Every front office has a type, and when a front office acquires enough of the same kind of player, a culture can organically emerge. Memphis, by hitting on draft sleepers, naturally aggregated players who believed in themselves when others didn’t, who clung tightly to their NBA dreams and worked hard despite not getting recognition. As a result, the Grizzlies have a deep well of players with the skill and versatility necessary for today’s game, but with the mindset of the underdogs who used to lead this franchise.

“The whole notion of Grit and Grind, that started in the Tony Allen, Zach Randolph days,” says Shiffman, “I think that’s carried over to this front office and this coaching staff.”

That old-school toughness reveals itself when Desmond Bane, in the midst of a breakthrough second season, stands up to LeBron James. The chip on their shoulder reveals itself when Dillon Brooks takes offense that Andre Iguodala doesn’t want to play for the Grizzlies after being traded there. And when they go down by 26 points, make a comeback, and go down again by 25, they pay the odds little mind and trust the work.

In Game 3 against the Wolves, the Grizzlies completed the fourth-largest comeback in playoff history. Clarke kept attacking the boards while Jackson battled foul trouble. Morant kept driving and Brooks kept boxing out and fronting All-NBA big man Karl Anthony-Towns, a player with at least 20 pounds on him.

“I could see the guys staying connected,” Jenkins said after the win three weeks ago. “The bench is fully engaged. Timeouts were super positive. Everyone was locked in, like, ‘How do we get through this? Keep chipping away. One possession at a time.’”

Jenkins was proud of the comeback, but he also stressed the importance of playing with more consistency. After his Game 5 theatrics, Morant echoed Taylor’s sentiments. “It feels good when you win,” he said, “but me, personally, I’m tired of it. Tired of playing from behind.”
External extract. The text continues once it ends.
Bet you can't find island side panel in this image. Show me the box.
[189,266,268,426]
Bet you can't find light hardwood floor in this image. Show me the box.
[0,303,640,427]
To make the next step, the Grizzlies need to strike the balance between playing with the emotion that got them past Round 1 and playing too emotionally.

Memphis Grizzlies v Golden State Warriors - Game Four

Photo by Ezra Shaw/Getty Images

In high school, Brooks played on the no. 1 team in Toronto, but most American teams they played at tournaments thought they were soft, talent-thin Canadians.

Brooks always fought against that image. When the intensity in games heightened, he became more engaged. But he also gambled and fouled too much. “That’s been his Achilles’ heel,” says Mark Poyser, assistant coach at Father Henry Carr. “His tenacity will make him pick up some unwarranted fouls, you know?”

He’d often double down by arguing with refs and picking up techs. “You’ve got to be responsible,” assistant Rono Miller would tell him. “You don’t want people saying you’re a hot head, you’re not coachable, not accountable.”

For Brooks, the longest-tenured Grizzly and the final holdover from the Grit and Grind days, aggression is power. But it also gets him in trouble.

In Game 1 against the Warriors, Brooks had five fouls. In Game 2, Gary Payton II paid the price for Brooks’s recklessness. He pushed Payton out of the air on a dunk attempt, causing the Dubs’ best Morant defender to fracture his elbow. Brooks was thrown out of the game and suspended for Game 3.